Monday, May 31, 2010

Haunting Murals


The works of art that screamed the loudest to me throughout my childhood, were the intricate and enormous murals of Diego Rivera. These colorful historical accounts impressively towered over my childhood self like mountain-faces, as they graced the famous walls of museums and buildings all around the city I grew up in. Even on my daily drive to elementary school, I passed by one of his impressive mosaic creations.


When we first arrived in Mexico, my family lived in the same neighborhood Diego Rivera and his wife, Frida Khalo once lived in. One of my earliest childhood memories is looking out my bedroom window in Coyoacan onto a sky of fireworks that lit up the plaza next to which Frida had her tragic accident. After her bus accident, the constant suffering Frida endured became a way of life which she expressed through her self portraits. This honest unveiling of pain and injustice fascinated me as a child, and Frida and Diego’s art dripped with it!

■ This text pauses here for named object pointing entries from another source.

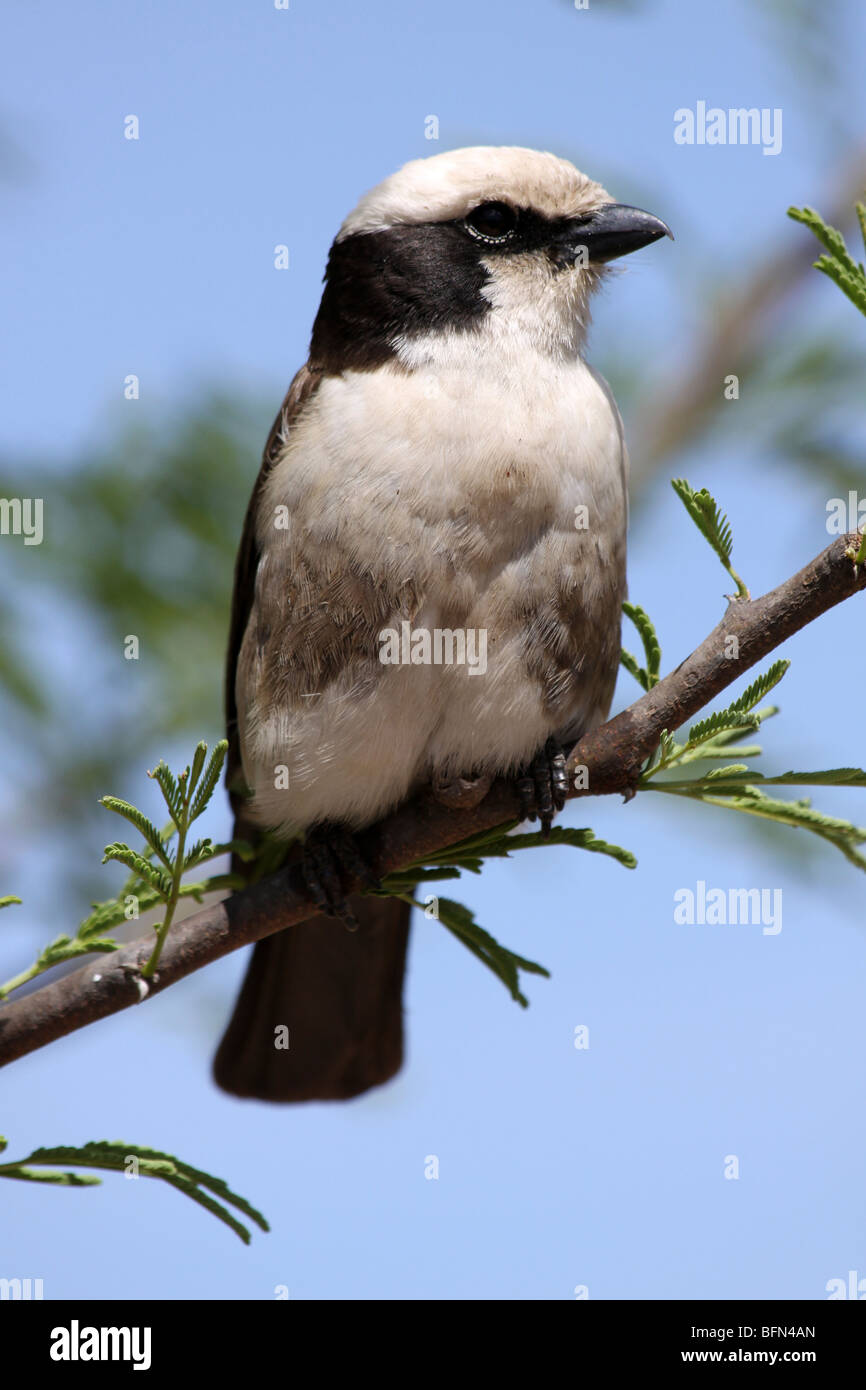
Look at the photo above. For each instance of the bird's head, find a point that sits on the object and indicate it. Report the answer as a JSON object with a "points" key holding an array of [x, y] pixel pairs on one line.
{"points": [[481, 248]]}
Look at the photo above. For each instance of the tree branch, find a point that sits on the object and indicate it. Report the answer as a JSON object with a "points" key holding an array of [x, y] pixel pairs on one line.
{"points": [[613, 755]]}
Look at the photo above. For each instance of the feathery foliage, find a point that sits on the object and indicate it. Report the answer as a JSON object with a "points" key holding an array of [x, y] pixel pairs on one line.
{"points": [[134, 1159]]}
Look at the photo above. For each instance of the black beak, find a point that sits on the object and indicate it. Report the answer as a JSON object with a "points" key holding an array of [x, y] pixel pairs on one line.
{"points": [[615, 230]]}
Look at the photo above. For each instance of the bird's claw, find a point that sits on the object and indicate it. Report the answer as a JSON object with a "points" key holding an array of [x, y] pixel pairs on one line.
{"points": [[544, 786], [331, 854]]}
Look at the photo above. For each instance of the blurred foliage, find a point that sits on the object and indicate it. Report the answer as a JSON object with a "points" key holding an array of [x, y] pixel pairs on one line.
{"points": [[139, 540], [141, 533]]}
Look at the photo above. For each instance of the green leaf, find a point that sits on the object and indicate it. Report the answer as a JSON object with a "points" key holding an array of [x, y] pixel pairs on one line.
{"points": [[198, 763], [200, 852], [211, 777], [141, 866], [584, 838], [171, 791], [136, 818], [631, 666], [503, 963], [737, 716], [113, 1155], [652, 649], [712, 523], [838, 266]]}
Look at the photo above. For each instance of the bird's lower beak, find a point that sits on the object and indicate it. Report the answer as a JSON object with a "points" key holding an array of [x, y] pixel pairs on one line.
{"points": [[615, 230]]}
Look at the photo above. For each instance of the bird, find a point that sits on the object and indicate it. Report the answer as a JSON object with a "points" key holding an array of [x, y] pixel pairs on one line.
{"points": [[446, 462]]}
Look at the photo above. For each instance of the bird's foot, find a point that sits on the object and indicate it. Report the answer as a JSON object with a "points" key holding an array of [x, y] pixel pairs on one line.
{"points": [[462, 792], [544, 786], [330, 855]]}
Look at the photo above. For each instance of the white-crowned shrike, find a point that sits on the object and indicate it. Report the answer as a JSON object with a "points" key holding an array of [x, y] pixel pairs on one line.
{"points": [[446, 477]]}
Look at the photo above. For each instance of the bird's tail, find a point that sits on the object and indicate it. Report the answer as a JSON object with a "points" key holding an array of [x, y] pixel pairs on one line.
{"points": [[320, 1014]]}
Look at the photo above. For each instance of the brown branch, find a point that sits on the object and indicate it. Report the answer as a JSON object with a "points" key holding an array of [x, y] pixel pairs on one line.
{"points": [[613, 755]]}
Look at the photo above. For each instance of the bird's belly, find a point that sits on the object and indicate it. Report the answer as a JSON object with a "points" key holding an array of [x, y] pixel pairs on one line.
{"points": [[498, 530]]}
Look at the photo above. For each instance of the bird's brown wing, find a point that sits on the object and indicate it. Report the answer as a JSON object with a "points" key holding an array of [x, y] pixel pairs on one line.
{"points": [[302, 389], [337, 993]]}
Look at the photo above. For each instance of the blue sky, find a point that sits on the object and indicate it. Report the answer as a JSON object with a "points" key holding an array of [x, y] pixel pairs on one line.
{"points": [[556, 1166]]}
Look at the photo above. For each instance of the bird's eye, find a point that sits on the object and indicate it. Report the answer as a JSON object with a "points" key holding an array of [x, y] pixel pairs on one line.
{"points": [[492, 221]]}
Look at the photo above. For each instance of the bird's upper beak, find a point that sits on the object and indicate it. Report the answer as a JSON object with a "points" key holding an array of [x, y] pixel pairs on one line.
{"points": [[615, 230]]}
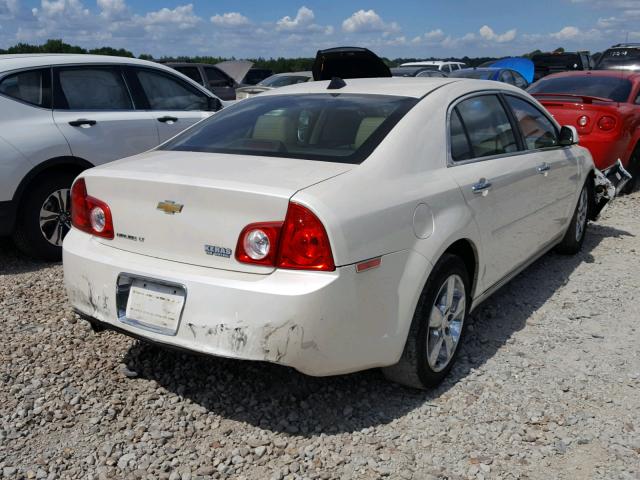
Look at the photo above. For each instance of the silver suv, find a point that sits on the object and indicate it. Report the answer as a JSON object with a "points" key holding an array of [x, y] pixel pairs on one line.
{"points": [[62, 114]]}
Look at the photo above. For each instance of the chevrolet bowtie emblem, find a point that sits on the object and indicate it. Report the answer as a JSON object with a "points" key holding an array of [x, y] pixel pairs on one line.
{"points": [[169, 207]]}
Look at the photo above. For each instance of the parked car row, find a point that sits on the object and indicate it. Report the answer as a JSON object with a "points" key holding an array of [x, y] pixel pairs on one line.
{"points": [[63, 114], [349, 222]]}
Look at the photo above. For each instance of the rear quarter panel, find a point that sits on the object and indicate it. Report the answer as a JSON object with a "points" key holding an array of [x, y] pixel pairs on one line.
{"points": [[13, 168], [369, 212], [31, 131]]}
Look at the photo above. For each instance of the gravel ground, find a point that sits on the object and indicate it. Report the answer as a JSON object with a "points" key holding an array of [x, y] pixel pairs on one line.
{"points": [[547, 387]]}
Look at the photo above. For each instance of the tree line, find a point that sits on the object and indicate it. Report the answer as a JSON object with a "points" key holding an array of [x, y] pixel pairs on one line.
{"points": [[277, 65]]}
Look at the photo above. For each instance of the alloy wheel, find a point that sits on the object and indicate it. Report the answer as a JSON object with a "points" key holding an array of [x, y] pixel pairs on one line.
{"points": [[55, 216], [445, 323]]}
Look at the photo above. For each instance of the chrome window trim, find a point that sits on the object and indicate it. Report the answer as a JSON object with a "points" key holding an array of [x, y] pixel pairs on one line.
{"points": [[454, 163]]}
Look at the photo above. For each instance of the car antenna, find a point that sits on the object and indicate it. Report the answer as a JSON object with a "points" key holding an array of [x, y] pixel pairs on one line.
{"points": [[336, 84]]}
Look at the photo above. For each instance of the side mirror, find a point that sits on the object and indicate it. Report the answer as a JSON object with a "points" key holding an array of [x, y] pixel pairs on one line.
{"points": [[213, 104], [568, 136]]}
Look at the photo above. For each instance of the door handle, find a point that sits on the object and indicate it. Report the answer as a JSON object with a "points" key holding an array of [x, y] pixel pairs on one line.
{"points": [[168, 119], [82, 122], [482, 187], [545, 167]]}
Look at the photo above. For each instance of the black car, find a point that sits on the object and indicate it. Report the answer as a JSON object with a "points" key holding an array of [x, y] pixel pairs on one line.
{"points": [[348, 62], [417, 72], [548, 63], [623, 56]]}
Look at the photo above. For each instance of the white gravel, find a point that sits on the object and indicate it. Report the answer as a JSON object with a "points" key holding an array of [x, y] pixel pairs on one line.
{"points": [[547, 387]]}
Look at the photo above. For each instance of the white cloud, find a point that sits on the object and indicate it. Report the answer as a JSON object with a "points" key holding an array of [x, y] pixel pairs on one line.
{"points": [[304, 17], [53, 8], [368, 21], [112, 8], [567, 33], [434, 35], [487, 33], [302, 22], [182, 16], [230, 20], [9, 8]]}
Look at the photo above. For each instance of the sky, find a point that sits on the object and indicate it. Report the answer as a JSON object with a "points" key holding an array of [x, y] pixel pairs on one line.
{"points": [[297, 28]]}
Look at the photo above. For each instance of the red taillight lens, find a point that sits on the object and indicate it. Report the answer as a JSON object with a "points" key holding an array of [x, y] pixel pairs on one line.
{"points": [[583, 120], [258, 243], [90, 214], [606, 123], [304, 243], [300, 243]]}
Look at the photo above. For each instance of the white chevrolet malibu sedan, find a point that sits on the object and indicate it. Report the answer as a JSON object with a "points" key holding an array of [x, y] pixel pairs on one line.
{"points": [[329, 226]]}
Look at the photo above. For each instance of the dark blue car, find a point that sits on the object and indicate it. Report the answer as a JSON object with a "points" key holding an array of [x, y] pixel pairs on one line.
{"points": [[504, 75]]}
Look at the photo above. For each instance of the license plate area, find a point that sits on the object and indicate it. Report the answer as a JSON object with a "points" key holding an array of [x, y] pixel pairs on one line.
{"points": [[150, 304]]}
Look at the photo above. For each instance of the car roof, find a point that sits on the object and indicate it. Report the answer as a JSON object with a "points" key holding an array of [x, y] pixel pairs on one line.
{"points": [[415, 87], [627, 74], [483, 69], [16, 61], [187, 64], [284, 74], [430, 62]]}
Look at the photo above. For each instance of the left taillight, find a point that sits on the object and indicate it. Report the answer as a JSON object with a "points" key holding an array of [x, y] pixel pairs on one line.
{"points": [[607, 123], [88, 213], [299, 243]]}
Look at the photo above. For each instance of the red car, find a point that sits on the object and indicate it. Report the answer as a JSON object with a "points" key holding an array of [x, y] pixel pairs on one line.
{"points": [[604, 106]]}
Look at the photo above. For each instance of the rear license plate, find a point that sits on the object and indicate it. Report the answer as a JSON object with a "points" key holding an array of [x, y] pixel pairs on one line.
{"points": [[155, 306]]}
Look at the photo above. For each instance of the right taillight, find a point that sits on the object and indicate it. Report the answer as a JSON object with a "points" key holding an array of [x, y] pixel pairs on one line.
{"points": [[304, 243], [88, 213], [300, 242], [606, 123]]}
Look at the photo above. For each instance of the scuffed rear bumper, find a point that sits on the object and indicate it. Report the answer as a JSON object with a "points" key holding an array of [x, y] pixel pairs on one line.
{"points": [[320, 323]]}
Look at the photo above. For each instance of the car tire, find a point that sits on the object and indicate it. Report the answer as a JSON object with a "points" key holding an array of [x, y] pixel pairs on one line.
{"points": [[44, 217], [441, 312], [574, 237]]}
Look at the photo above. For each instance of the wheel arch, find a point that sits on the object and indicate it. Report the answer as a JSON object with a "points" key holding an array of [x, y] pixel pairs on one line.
{"points": [[67, 164], [468, 253]]}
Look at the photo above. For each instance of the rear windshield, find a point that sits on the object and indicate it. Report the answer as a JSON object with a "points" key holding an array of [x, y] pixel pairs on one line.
{"points": [[570, 61], [283, 80], [405, 71], [330, 127], [620, 58], [477, 74], [612, 88]]}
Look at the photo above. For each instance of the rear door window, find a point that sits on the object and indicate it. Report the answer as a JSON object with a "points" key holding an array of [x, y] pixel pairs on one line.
{"points": [[460, 146], [487, 126], [32, 87], [216, 78], [91, 88], [537, 129], [168, 92]]}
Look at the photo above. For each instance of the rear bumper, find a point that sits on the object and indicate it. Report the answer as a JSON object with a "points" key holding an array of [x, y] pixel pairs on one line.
{"points": [[605, 153], [7, 217], [320, 323]]}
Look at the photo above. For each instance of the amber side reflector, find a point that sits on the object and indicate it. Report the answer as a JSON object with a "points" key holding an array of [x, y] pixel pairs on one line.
{"points": [[373, 263]]}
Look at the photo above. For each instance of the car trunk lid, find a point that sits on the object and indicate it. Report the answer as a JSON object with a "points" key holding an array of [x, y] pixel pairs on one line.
{"points": [[570, 109], [191, 207]]}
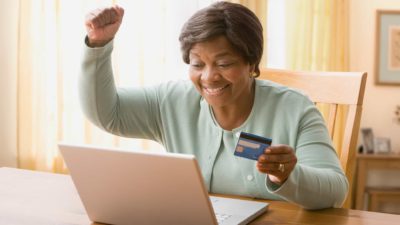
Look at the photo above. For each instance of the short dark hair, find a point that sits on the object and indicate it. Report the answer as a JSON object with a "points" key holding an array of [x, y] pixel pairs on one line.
{"points": [[237, 23]]}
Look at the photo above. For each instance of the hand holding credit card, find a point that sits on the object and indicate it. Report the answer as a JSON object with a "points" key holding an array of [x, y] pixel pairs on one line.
{"points": [[251, 146]]}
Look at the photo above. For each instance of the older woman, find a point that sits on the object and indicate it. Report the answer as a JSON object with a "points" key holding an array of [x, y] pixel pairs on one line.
{"points": [[223, 45]]}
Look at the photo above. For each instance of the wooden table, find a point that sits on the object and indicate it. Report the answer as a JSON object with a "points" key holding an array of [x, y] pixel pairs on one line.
{"points": [[29, 197], [368, 162]]}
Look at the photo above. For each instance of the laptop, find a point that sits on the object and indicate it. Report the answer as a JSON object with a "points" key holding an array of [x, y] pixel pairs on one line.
{"points": [[125, 187]]}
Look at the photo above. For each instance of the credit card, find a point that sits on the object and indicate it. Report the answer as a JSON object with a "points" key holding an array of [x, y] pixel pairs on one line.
{"points": [[251, 146]]}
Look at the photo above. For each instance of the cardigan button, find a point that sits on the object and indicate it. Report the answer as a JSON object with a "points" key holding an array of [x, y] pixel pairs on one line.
{"points": [[237, 134]]}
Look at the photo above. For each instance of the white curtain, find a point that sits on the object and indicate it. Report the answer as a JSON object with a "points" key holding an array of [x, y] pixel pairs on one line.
{"points": [[51, 34]]}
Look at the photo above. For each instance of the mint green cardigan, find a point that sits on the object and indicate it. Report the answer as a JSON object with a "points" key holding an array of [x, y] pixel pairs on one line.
{"points": [[175, 115]]}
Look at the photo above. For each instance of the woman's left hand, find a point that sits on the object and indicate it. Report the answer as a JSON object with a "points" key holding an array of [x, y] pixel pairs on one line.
{"points": [[278, 162]]}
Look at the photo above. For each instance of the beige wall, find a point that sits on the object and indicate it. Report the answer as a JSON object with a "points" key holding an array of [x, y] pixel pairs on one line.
{"points": [[8, 75], [380, 101]]}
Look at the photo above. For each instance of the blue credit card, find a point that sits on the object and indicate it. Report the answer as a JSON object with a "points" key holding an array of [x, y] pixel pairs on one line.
{"points": [[251, 146]]}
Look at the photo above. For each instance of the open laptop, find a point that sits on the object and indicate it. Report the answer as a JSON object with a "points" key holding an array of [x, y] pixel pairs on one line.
{"points": [[121, 187]]}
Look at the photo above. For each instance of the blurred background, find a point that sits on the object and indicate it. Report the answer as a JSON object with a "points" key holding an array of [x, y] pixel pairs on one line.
{"points": [[42, 42]]}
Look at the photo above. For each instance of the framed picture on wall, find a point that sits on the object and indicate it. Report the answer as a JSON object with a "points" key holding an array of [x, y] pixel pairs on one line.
{"points": [[387, 51], [367, 140]]}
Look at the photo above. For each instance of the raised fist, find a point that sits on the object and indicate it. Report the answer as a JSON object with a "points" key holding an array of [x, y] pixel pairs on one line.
{"points": [[102, 25]]}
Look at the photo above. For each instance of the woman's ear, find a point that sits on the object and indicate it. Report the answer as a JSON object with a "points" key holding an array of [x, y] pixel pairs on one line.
{"points": [[252, 68]]}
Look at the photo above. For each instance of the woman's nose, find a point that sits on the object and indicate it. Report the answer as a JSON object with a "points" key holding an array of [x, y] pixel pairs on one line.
{"points": [[210, 74]]}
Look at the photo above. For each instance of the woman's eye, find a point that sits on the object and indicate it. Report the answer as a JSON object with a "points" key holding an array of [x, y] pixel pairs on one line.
{"points": [[196, 65]]}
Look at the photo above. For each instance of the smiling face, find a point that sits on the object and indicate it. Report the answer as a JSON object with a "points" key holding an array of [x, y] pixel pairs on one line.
{"points": [[220, 74]]}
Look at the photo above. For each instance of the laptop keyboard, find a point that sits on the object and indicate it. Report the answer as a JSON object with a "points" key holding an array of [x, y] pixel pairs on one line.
{"points": [[221, 217]]}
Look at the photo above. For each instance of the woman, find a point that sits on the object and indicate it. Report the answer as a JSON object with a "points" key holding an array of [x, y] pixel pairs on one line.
{"points": [[223, 45]]}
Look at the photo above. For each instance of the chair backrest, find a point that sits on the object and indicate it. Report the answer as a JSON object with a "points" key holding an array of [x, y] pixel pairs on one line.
{"points": [[339, 96]]}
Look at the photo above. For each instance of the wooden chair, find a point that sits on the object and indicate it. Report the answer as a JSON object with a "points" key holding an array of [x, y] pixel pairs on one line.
{"points": [[339, 96]]}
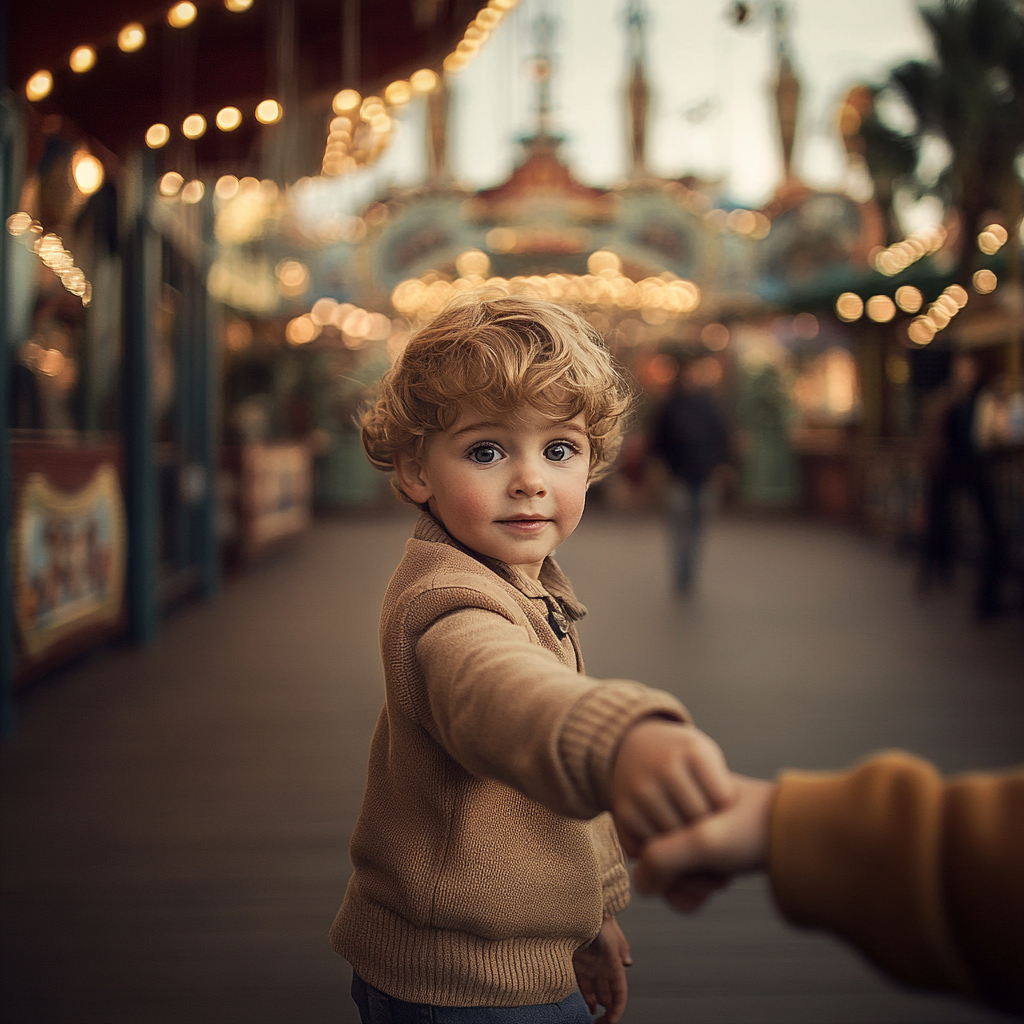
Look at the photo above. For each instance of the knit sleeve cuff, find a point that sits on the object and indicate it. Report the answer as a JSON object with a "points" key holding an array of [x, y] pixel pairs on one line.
{"points": [[594, 728]]}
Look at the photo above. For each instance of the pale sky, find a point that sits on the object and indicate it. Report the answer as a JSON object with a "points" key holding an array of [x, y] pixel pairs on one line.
{"points": [[697, 61]]}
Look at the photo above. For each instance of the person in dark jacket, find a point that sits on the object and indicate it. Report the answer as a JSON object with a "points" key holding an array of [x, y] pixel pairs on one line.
{"points": [[956, 464], [690, 436]]}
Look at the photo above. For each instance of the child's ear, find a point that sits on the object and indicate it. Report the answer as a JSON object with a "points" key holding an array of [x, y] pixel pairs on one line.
{"points": [[412, 476]]}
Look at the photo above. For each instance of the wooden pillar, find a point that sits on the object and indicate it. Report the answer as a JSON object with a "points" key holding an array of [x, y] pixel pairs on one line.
{"points": [[8, 132], [141, 281], [208, 411]]}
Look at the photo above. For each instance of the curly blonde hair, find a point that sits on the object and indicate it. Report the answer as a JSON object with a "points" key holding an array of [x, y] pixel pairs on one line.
{"points": [[502, 354]]}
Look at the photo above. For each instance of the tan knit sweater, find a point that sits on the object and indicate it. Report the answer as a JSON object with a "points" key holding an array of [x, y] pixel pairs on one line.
{"points": [[481, 857], [926, 877]]}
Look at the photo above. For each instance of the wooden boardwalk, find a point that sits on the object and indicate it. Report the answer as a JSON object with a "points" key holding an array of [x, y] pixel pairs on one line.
{"points": [[175, 819]]}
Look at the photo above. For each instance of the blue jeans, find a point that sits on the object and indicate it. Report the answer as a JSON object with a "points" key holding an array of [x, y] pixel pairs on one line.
{"points": [[690, 506], [376, 1008]]}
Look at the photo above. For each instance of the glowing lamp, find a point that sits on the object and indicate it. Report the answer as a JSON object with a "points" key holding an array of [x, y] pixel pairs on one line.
{"points": [[194, 126], [131, 37], [157, 135], [194, 192], [181, 14], [849, 307], [269, 112], [82, 58], [228, 118], [985, 282], [88, 173], [908, 298], [170, 183], [39, 86], [881, 308]]}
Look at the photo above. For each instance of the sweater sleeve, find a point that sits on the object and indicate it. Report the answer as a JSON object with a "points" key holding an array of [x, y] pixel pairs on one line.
{"points": [[924, 877], [506, 709]]}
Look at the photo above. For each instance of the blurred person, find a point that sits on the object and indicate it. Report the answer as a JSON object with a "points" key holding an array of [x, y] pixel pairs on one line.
{"points": [[690, 436], [957, 464], [486, 877], [925, 877]]}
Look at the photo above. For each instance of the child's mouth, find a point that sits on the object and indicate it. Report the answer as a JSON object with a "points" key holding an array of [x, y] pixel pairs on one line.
{"points": [[525, 524]]}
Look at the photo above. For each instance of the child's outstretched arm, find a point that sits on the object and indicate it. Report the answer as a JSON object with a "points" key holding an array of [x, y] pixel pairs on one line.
{"points": [[666, 775], [600, 969]]}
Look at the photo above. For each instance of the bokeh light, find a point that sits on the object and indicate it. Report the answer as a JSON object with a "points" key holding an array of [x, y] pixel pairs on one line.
{"points": [[88, 173], [170, 183], [985, 282], [157, 135], [181, 14], [131, 37], [228, 118], [82, 58], [881, 308], [909, 298], [39, 86], [849, 307], [269, 112]]}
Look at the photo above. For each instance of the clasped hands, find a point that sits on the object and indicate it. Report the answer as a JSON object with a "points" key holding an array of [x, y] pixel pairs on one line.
{"points": [[691, 821]]}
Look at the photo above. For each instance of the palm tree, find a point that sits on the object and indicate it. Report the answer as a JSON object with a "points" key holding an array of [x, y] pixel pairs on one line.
{"points": [[973, 96]]}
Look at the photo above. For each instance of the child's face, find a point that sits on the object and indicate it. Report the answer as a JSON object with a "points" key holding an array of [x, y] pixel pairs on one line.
{"points": [[512, 488]]}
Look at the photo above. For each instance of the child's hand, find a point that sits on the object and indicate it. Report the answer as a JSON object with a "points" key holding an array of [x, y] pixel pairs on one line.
{"points": [[687, 865], [600, 970], [666, 775]]}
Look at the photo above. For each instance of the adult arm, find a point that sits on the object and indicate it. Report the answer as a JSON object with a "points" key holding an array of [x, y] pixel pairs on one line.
{"points": [[927, 878]]}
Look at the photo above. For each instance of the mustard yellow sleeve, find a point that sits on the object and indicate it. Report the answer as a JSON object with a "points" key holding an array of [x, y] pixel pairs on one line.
{"points": [[926, 878]]}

How much does the art an artist is exposed to as a child influence their own artistic creations? Today I awoke contemplating this question, particularly as I reminisce on the paintings and collages I produced as an adolescent, which reflected some of the same tragic themes as those engaged by Diego and Frida. My photography today is quite tame in comparison! Perhaps this is because I still feel like a novice who is experimenting with this new medium. The acquisition of my camera, also arrived at a new phase in my life which included a different environment; far from the political corruption which fueled much of Rivera’s work, and saturated the beautiful city we once called our home.



I was twelve years old when my family felt forced to leave Mexico City due to death threats my father received in response to efforts he was involved in to expose government corruption. After the sudden assassination of one of my father’s colleagues, my mother had had enough, and we fled the country. My childhood self thus associates a certain political upheaval with Mexico City. There seems to be something almost intrinsic to the valley itself that has has colored it’s history with a passion for politics beginning with the Aztecs. This passion was certainly shared by Diego and Frida.


As artists are usually very sensually attuned to the world which surrounds them, I believe the environmental tapestries an artist lives in inevitably seep into their work: either by their total absence, or by their unmistakable presence. Both Diego and Frida certainly presented the ethos and history of Mexico City in their paintings! They also made faces prominent. In contrast, my photographs are faceless, and leave the observer with little -if any- hints to my upbringing in Mexico. For now, this seems to be what I am most moved to create. In the future, however, I have a dream that I return to the amazing city I grew up in, and capture myself in it with my camera. I see myself seeking out the very same murals I stood before as a little girl, hoping they will affect me the same way; injecting me with awe and inspiration. Yes, Diego’s work used to overwhelm me to the point that I utterly lost myself to everything and everyone else around me! My surroundings would disappear and all that would remain would be Diego’s mural and me.


From this childhood experience I seem to define good art as that which creates an overwhelming effect in another person. Perhaps because when one emerges from losing oneself in a good work of art, one tends to feel more found then they were before; more connected to the core of their being. At least this is what I felt when I was a little girl after ingesting any of Diego Rivera’s murals. And that feeling never failed to impregnate me with an irresistible urge to create more art! What could be more satisfying to my artistic self, (I asked myself as a child), than to make another person feel what Diego’s art is making me feel now, through one of my own creations? Sometimes, I think this same question lives on as a subconscious influence of the past upon my photo sessions: The subtle residue of a child standing in excitement before the work of a master, secretly seeking to extend that excitement through art of her own. The journey before me is long indeed! But one I look forward to, camera in hand.


1 comment:

  1. Admiro los trabajos tanto de Diego Rivera como de su esposa Frida. Excelente saber que creciste en la ciudad de México.